Счастье (Павленко) - страница 164

Она перевела дух и продолжала еще печальнее:

— А хотели бы вы вправду мужем мне стать, вы бы что сделали? Вы бы, Алексей Вениаминович, прежде всего жизнь свою с той женщиной мне рассказали, чтобы я поняла, сколько чего у вас в душе осталось Каприз какой-то у вас на меня! — в сердцах произнесла она и, высвободив из-за спины руку, отчаянно махнула ею перед собой. — Ну, только не от сердца этот каприз, нет, нет, не говорите мне, не от сердца. Себя вам было жалко, вы в тот час и меня пожалели, вот вам и вся любовь ваша.

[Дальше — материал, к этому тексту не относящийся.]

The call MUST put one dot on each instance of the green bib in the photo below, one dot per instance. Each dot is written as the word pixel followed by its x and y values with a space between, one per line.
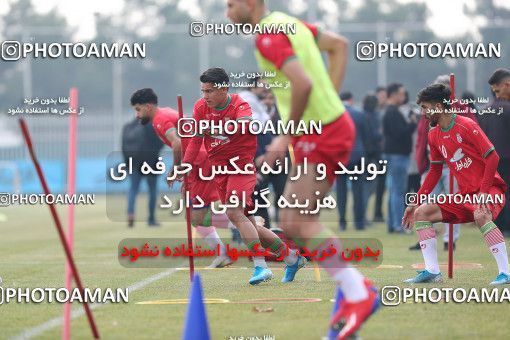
pixel 323 103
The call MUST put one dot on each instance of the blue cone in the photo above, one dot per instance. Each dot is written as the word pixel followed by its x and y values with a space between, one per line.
pixel 196 327
pixel 333 333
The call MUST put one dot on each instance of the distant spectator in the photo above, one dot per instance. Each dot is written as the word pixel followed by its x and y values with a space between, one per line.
pixel 398 131
pixel 141 144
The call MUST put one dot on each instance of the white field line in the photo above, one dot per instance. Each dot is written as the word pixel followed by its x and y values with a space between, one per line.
pixel 79 311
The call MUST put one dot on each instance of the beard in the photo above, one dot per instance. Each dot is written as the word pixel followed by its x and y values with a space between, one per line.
pixel 144 120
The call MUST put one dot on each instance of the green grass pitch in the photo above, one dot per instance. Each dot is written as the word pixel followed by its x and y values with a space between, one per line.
pixel 32 256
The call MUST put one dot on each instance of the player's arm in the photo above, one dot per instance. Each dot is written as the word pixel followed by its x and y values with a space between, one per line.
pixel 336 47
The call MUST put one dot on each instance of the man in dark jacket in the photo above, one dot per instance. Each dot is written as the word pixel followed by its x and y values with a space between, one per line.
pixel 358 152
pixel 140 143
pixel 398 131
pixel 497 126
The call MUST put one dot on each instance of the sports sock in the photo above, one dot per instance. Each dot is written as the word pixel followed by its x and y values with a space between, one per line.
pixel 496 243
pixel 428 243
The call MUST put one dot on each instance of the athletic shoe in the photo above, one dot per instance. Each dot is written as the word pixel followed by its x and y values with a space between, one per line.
pixel 501 279
pixel 290 271
pixel 221 261
pixel 425 276
pixel 353 315
pixel 260 275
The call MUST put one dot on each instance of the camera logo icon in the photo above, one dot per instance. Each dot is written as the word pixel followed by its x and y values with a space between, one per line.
pixel 412 199
pixel 11 50
pixel 390 295
pixel 197 29
pixel 186 127
pixel 5 199
pixel 365 50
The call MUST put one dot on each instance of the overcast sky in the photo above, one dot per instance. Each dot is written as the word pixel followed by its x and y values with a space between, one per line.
pixel 81 13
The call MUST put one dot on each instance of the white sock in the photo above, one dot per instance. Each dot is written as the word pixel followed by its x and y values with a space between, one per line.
pixel 429 251
pixel 259 261
pixel 501 256
pixel 292 257
pixel 352 284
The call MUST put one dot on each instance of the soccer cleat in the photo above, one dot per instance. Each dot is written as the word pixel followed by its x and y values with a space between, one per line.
pixel 221 261
pixel 350 316
pixel 501 279
pixel 340 302
pixel 425 276
pixel 290 271
pixel 260 275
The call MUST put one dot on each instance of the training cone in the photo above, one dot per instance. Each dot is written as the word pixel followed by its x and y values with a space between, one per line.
pixel 333 331
pixel 196 327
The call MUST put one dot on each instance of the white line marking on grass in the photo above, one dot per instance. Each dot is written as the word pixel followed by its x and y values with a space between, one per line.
pixel 79 311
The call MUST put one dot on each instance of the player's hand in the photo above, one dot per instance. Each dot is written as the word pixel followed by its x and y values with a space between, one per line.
pixel 277 149
pixel 408 219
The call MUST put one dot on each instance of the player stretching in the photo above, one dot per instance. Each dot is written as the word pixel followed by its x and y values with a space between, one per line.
pixel 164 121
pixel 296 58
pixel 461 144
pixel 217 105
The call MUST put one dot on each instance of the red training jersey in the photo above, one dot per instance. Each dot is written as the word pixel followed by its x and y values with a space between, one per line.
pixel 463 146
pixel 277 47
pixel 165 120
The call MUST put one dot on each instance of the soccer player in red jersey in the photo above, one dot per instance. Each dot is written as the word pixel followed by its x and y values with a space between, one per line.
pixel 295 59
pixel 461 144
pixel 164 121
pixel 218 106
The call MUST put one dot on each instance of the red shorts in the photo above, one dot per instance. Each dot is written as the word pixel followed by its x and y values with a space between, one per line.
pixel 242 184
pixel 464 213
pixel 332 146
pixel 206 190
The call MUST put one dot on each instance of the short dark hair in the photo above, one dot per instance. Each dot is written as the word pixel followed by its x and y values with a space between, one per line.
pixel 498 76
pixel 215 75
pixel 435 93
pixel 393 88
pixel 370 103
pixel 346 95
pixel 144 96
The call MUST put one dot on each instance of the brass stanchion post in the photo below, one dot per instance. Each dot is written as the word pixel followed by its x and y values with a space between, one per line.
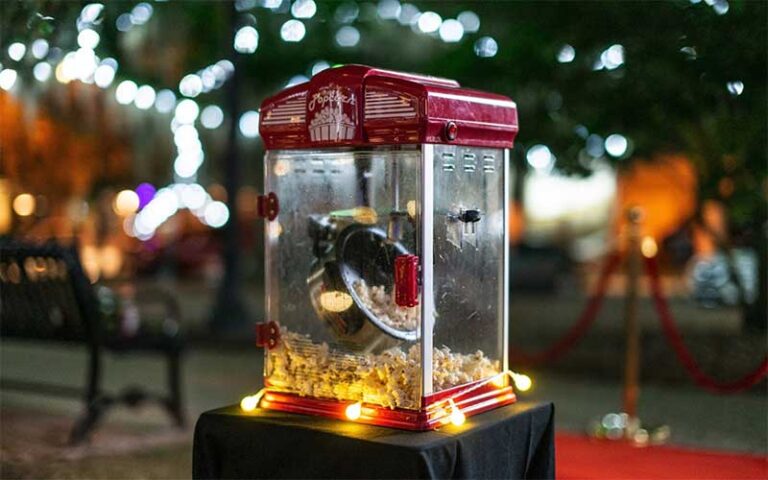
pixel 632 332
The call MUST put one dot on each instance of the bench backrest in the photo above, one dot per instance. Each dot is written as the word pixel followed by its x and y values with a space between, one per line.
pixel 45 294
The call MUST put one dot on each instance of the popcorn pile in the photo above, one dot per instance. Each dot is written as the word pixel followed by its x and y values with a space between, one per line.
pixel 390 378
pixel 380 303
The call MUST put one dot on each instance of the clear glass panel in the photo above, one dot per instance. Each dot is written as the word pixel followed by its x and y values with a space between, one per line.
pixel 344 218
pixel 468 264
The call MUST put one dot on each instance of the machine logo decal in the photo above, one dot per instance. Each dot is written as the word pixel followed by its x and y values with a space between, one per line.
pixel 332 113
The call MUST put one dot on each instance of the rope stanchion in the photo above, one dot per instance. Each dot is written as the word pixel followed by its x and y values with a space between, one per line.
pixel 683 354
pixel 584 321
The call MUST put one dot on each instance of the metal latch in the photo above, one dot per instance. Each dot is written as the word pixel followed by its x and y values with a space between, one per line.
pixel 267 335
pixel 406 280
pixel 268 206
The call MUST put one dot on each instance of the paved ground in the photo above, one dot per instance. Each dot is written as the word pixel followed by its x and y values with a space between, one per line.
pixel 141 444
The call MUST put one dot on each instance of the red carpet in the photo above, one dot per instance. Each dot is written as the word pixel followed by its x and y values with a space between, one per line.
pixel 581 457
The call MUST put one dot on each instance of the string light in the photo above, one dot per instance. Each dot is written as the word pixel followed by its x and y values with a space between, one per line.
pixel 522 382
pixel 354 411
pixel 251 402
pixel 648 247
pixel 457 416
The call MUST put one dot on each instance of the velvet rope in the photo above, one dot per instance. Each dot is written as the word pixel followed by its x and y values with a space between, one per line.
pixel 683 354
pixel 584 321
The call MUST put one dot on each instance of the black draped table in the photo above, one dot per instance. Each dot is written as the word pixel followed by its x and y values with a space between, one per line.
pixel 516 441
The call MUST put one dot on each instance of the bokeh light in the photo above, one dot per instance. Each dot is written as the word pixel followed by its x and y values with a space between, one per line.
pixel 211 117
pixel 246 40
pixel 486 47
pixel 293 31
pixel 249 124
pixel 347 36
pixel 24 204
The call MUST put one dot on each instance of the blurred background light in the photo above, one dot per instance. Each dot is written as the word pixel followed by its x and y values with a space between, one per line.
pixel 126 92
pixel 735 88
pixel 347 36
pixel 451 31
pixel 486 47
pixel 123 22
pixel 165 101
pixel 292 31
pixel 187 111
pixel 566 54
pixel 216 214
pixel 191 85
pixel 40 48
pixel 16 51
pixel 24 204
pixel 470 21
pixel 249 124
pixel 388 9
pixel 429 22
pixel 42 71
pixel 141 13
pixel 211 117
pixel 409 14
pixel 303 9
pixel 145 97
pixel 246 40
pixel 88 39
pixel 126 202
pixel 319 66
pixel 347 12
pixel 540 158
pixel 616 145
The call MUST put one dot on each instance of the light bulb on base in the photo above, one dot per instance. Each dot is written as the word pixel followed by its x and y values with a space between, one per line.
pixel 354 411
pixel 522 382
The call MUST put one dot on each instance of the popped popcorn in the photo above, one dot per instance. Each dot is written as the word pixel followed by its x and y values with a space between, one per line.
pixel 390 378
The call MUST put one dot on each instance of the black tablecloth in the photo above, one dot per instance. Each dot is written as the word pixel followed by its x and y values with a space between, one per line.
pixel 516 441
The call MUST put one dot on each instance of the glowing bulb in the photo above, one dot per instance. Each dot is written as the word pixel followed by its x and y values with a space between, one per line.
pixel 522 382
pixel 249 403
pixel 354 411
pixel 649 247
pixel 500 380
pixel 457 417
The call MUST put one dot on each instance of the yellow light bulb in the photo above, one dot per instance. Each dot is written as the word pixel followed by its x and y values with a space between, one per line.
pixel 649 247
pixel 248 404
pixel 457 417
pixel 522 382
pixel 354 411
pixel 500 380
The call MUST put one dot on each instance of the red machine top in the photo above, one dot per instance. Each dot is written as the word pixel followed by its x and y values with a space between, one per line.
pixel 355 105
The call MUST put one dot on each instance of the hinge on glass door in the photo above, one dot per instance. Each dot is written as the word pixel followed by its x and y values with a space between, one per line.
pixel 268 206
pixel 406 280
pixel 267 335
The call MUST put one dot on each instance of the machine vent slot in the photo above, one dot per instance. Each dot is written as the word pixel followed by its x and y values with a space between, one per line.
pixel 489 164
pixel 449 164
pixel 470 162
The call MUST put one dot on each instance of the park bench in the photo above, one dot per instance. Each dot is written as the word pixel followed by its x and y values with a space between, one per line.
pixel 46 296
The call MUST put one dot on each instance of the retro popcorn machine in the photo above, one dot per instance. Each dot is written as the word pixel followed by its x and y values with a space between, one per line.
pixel 385 212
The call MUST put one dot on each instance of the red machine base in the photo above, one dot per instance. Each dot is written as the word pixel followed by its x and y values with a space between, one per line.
pixel 469 399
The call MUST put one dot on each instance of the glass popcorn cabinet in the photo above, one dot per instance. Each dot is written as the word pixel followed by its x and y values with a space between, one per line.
pixel 385 212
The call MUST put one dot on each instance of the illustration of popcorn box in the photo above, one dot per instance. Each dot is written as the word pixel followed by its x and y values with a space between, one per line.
pixel 331 125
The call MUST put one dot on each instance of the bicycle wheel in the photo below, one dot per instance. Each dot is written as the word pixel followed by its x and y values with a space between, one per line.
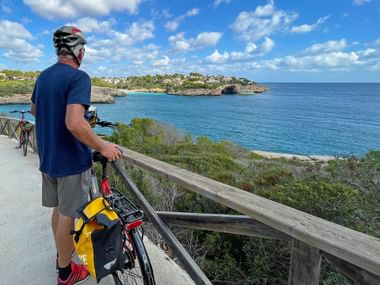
pixel 25 142
pixel 141 273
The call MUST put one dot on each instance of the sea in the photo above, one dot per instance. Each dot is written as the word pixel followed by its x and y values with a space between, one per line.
pixel 335 119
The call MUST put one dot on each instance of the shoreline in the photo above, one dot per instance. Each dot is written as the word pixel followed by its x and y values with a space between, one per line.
pixel 309 158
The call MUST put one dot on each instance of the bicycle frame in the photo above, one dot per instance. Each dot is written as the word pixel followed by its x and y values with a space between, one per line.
pixel 22 131
pixel 106 191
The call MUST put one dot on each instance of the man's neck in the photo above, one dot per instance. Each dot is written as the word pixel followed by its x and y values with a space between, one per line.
pixel 68 61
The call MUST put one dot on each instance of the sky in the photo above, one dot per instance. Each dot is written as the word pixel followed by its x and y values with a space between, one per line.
pixel 264 41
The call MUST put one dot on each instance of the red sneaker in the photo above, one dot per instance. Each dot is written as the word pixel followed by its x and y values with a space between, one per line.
pixel 78 275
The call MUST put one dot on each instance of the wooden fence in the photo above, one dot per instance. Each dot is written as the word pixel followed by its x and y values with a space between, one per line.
pixel 354 254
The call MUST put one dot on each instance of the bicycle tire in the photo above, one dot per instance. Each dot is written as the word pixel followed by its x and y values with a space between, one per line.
pixel 25 143
pixel 142 273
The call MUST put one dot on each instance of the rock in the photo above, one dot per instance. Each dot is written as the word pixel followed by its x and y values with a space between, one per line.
pixel 105 94
pixel 196 92
pixel 225 89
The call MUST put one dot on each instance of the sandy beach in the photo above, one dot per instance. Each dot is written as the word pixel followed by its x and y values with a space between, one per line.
pixel 311 158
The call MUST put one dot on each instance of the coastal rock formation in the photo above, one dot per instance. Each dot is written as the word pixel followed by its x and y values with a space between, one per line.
pixel 225 89
pixel 105 94
pixel 98 95
pixel 196 92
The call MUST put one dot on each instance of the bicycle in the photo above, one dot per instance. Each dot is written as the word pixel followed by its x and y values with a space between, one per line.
pixel 131 218
pixel 23 130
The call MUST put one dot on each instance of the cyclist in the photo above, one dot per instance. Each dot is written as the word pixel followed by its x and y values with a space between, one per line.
pixel 60 100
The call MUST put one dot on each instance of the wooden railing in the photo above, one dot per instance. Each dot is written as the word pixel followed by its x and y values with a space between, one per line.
pixel 354 254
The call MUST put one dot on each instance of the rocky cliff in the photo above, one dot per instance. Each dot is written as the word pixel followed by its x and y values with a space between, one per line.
pixel 98 95
pixel 225 89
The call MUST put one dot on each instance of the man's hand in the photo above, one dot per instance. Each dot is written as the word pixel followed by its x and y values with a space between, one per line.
pixel 111 151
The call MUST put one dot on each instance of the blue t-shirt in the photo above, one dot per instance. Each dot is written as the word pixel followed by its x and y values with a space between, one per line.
pixel 61 154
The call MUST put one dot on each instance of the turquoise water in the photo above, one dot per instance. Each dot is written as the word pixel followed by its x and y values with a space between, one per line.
pixel 299 118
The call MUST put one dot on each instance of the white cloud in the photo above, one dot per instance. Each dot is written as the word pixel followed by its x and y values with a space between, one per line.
pixel 76 8
pixel 174 24
pixel 14 39
pixel 267 45
pixel 327 46
pixel 249 52
pixel 218 2
pixel 264 21
pixel 5 8
pixel 89 24
pixel 320 62
pixel 136 33
pixel 205 39
pixel 217 57
pixel 165 61
pixel 305 28
pixel 360 2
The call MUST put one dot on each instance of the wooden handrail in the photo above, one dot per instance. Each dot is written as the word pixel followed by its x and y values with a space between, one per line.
pixel 355 254
pixel 354 247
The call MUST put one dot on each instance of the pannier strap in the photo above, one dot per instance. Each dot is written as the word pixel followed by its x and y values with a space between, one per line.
pixel 88 211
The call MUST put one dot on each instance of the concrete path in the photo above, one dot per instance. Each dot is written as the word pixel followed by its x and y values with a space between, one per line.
pixel 27 251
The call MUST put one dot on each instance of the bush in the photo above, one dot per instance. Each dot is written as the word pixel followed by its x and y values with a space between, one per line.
pixel 345 191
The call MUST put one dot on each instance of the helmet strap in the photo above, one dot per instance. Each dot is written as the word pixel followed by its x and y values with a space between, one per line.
pixel 76 52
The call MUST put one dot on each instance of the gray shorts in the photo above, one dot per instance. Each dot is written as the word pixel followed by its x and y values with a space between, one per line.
pixel 66 193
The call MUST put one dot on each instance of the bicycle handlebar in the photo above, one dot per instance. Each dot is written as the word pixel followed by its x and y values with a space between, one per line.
pixel 106 124
pixel 21 112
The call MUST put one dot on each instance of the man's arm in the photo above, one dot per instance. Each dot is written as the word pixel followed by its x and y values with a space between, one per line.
pixel 82 131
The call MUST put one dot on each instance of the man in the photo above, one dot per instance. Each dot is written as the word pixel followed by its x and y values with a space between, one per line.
pixel 60 99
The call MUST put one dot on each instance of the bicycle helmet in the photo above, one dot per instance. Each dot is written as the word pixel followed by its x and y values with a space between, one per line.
pixel 71 39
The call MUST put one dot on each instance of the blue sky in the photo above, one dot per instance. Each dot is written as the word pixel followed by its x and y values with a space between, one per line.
pixel 265 41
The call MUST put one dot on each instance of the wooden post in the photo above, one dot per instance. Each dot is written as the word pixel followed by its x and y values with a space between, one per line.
pixel 305 264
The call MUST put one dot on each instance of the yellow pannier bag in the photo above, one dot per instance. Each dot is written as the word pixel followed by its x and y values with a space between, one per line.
pixel 98 238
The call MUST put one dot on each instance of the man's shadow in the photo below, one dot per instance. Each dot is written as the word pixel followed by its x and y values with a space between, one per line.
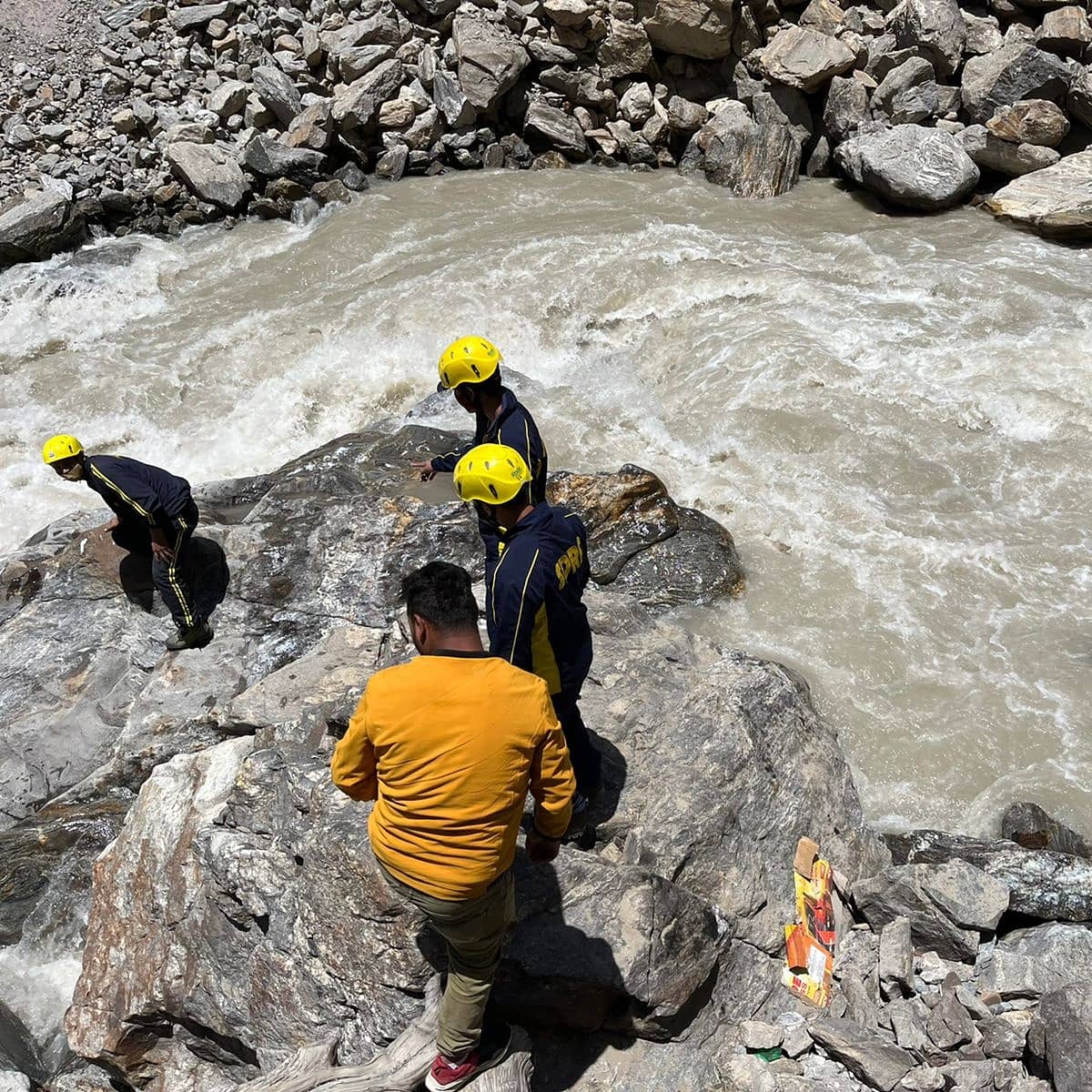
pixel 205 568
pixel 557 982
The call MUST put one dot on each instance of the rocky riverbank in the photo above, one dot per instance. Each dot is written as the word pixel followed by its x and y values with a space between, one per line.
pixel 152 116
pixel 238 934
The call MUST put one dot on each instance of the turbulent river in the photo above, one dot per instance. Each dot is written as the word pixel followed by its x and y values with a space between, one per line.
pixel 891 414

— Что мне сказать сейчас тебе, Лена?.. Видно, мало и плохо обдумал я наше с тобой житье… Александре Ивановне я, конечно, отвечу сам, ты права…

— Да не в этом дело. Если вы что про меня задумали — давно надо было с ней поделиться. Ведь слушайте, Алексей Вениаминович, вы же ее любите, разве я не вижу, — как же так? Ушли, молчите, другую жизнь себе подобрали, а она?

— Ты о ней думала, Лена?

— А как же! Как же мне не думать, когда я по ее жизни хожу! И письма ее кое-какие, — теперь уж признаюсь, — я читала, вы — под стол, а я возьму, склею, прочту. Умная она женщина, Алексей Вениаминович. Читаю, бывало, ее письма и плачу. Вот, думаю, и меня бросите, как ее. А мне куда труднее будет, — у меня семья на руках. А вы что думаете, я на фронт бы не пошла? Может, сегодня в том же Берлине плясала б! Да у меня вот он — Берлин мой! — и она без обычной нежности кивнула на дверь, за которой слышался голос Танюшки. — Вот она, вся моя слава!

Воропаев слушал ее со смешанным чувством страха и уважения. Он молчал, не умея ничего объяснить ей, и ему было стыдно за свое молчание.

Но как объяснить, что его тяга к ней была глубоко человеческой, рожденной сиротством, растерянностью, которые так тяжело переживаются мужчинами, потерявшими одну и еще не нашедшими другую жизнь?

Да разве знал он, как строятся эти личные жизни? И что собственно можно было назвать его личной жизнью? Судьба молодых Поднебеско занимала его почти как собственная. Старый Цимбал, Ступина, Городцов — тоже были его семьей. Он не мог бы покинуть их без сожаления. Но он ясно отдавал себе отчет в том, что не так мечтала о семье Лена. У таких, как он, собственная семейная жизнь всегда занимала так мало места в сознании, что ее как бы и не было, и не к этому берегу направлял он свой парус. Можно даже, пожалуй, пожалеть об этом, но изменить ничего нельзя.

— Не говорите мне ничего, Алексей Вениаминович, — продолжала между тем Лена более спокойным и даже властным тоном. — Я ведь и сама не раз думала, пойдет или не пойдет наша с вами жизнь, а теперь вижу, ничего бы у нас с вами не вышло. Любить, Алексей Вениаминович, это, по-моему, верить, что человек, которого ты любишь, желает тебе только хорошего, а вы — желаете добра, а делаете мне зло. Вы хотели забыть Александру Ивановну, потому что вам жалко ее брать в свою жизнь… Плохо, мол, ей тут будет. А она, видать, не жалеет себя ни в чем, только бы поближе к вам быть. А вы не бойтесь. А я… мне, — ее тонкие шершавые губы, всегда спокойно смелые и иронические, вдруг изогнулись в трудной гримасе, — мне, видно, другую жизнь строить надо. За пазухой у вас не высидишь счастья.